Do you have any idea what else to check?

2 Replies

  • Hi mkyrc , 

    try to capture the https monitor traffic in vCMP guest 1 which senses this flapping. 

    take pcap at the flapping time and look at time interval in each request form bigip self ip address to server nodes specially with https , this will help to detect if bigip has issues with monitor traffic or not ? 

    also check if you increased the monitor check interval to 10 instead of 5 & timeout 31 instead of 16. 

    and see the behavior , maybe there are issues in server side for the first bigip and feels some delay from servers. 

    anyway , test that , it will be good starting point  

    • mkyrc's avatar
      mkyrc
      Icon for Cirrus rankCirrus

      Hi Mohamed_Ahmed_Kansoh,
      All this I did, but no success.
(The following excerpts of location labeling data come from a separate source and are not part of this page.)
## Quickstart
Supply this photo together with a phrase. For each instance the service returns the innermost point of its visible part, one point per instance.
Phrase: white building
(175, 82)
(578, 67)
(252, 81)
I discussed with application team and I think, we moved a bit forward.

      Situation:
      1. f5 devices (both) are monitoring directly connected server (pool members). This is FLOW1. Here is no problem, depending on which device is active.
      2. I found out that the server is establishing a new connection (FLOW2), to other system located in different subnet. Our server has default GW to f5 devices (his float ip address). i think, the issue is connected to this FLOW2 connection.

      Reason of the problem:
      - when active device is f5-02, FLOW2 is routed (virtual server 0.0.0.0/0 FastL4) correctly. no problem here.
      - when f5-01 is active, FLOW2 is going to f5-01 (because float ip (default gw) is moved here), and servers have a problem contacting other system located in different subnet in data center. the connection is very often interrupted.

      There is a no problem of moving float IPs between f5-02 and f5-02, no problem with arp records (a neighbors learned correct MAC addresses), f5 devices accept FLOW2 traffic (AFM rule is allowing all trafic sourced from server IP addresses to 'any'), also return traffic is routed correctly (to float address located on 'outside' of the f5 devices).

      During other maintenance window, I will check:
      - tcpdump in front and behind f5-01 if the packets are going correctly
      - prepare logging afm rule
      - cpu usage on f5-01
      - there is no network issue (packet drops on physical layer, checked last time)
      - /var/log/ltm is without issue (checked last time)
      - what else can I check? any idea?